This might be less about trusting strangers and more about being defensive about criticism from family, and merely pointing to someone who does not disagree with her as validation.
I don't know enough about the communications dynamic in your family, but if most of your interactions with her are of the "you are young and foolish, you need to listen to me," then she might be reacting to feeling dismissed, and latching onto anything that shows that she's her own person.
Even if you have the wisdom and experience, and her decisions are clearly not carefully considered, you have to find a way to get her to see that, from her own perspective, or she will (if this is a factor) reject it out of hand as being critical of her, not trying to help.
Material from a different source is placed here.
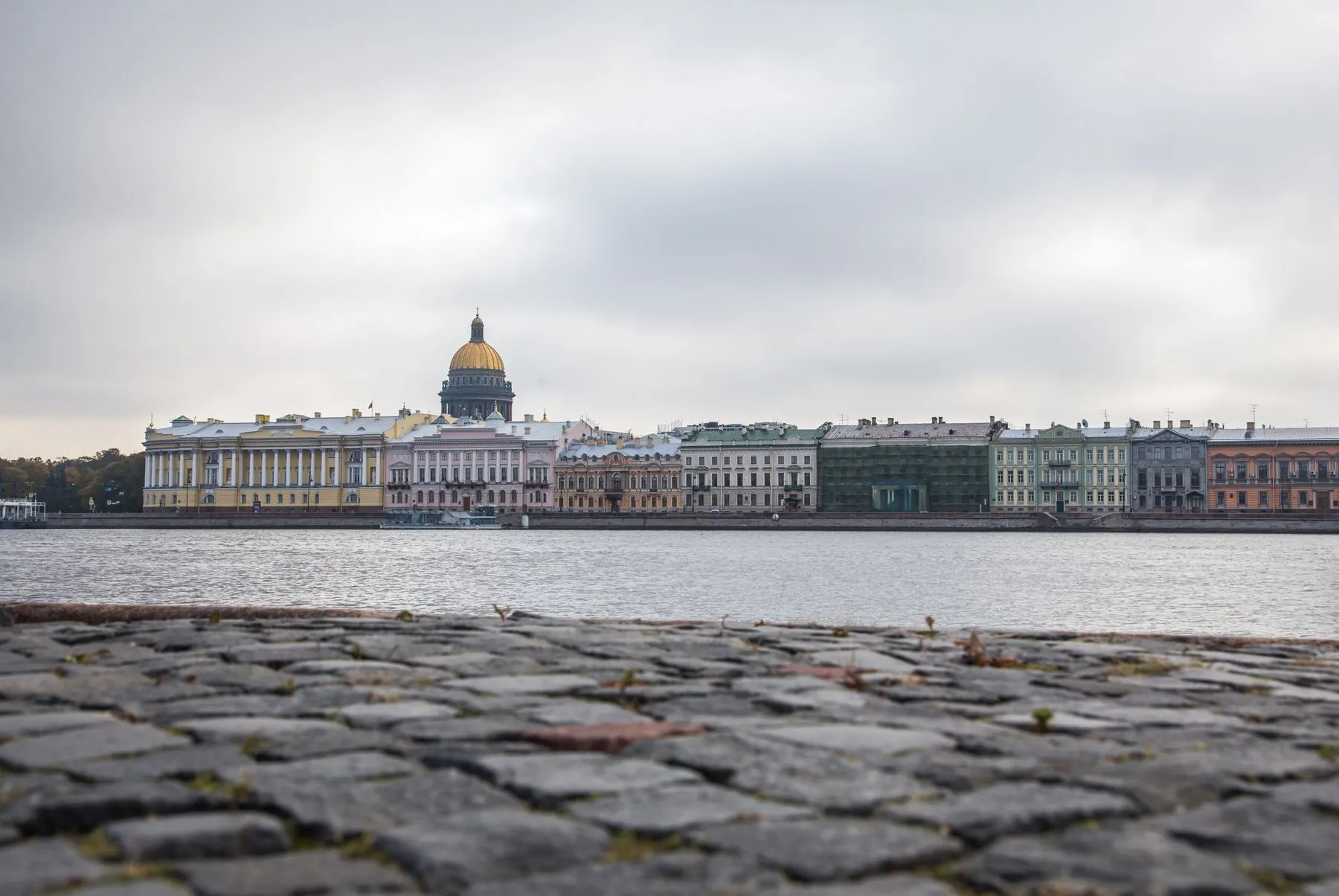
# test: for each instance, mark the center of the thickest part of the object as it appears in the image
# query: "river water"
(1232, 584)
This means you have to listen, very, very carefully. Let her express her needs, why she feels the need to do what she does, and understand what she might be looking for from you. You need to put yourself firmly in her shoes, and see things from her perspective (does not automatically mean you agree), and communicate to her in a way that she understands that you appreciate where she is coming from.
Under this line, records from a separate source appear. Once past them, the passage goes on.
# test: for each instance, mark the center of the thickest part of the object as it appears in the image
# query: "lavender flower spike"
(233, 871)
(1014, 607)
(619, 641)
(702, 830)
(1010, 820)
Once you have that common ground, then you can explore, from her point of view, the reasons and consequences for her actions, and find alternatives, or, at least, a different method, that can address whatever it is she seems to be thinking she is getting from her choices, but in a more healthy, mutually beneficial fashion.
It is pretty late to the game, and it's not going to be easy, but you need to understand it's not something you are going to be able to impose, by your own force of will. The two of you have to get there together, which will probably mean more listening and less telling than you are probably used to.
Even if this were not the case, it's a tough age where they are undergoing rapid changes, physically and emotionally. They want to be adults, but really don't understand the scope of the responsibilities that come with that freedom. Because they don't truly understand it, they feel frustrated at not being given free reign to do as they please. But the time will come, soon enough, that it will all be on them, so, as parents, we need to be there to help with that transition, and we need to help make that transition happen by giving more and more of that freedom and responsibility, over time.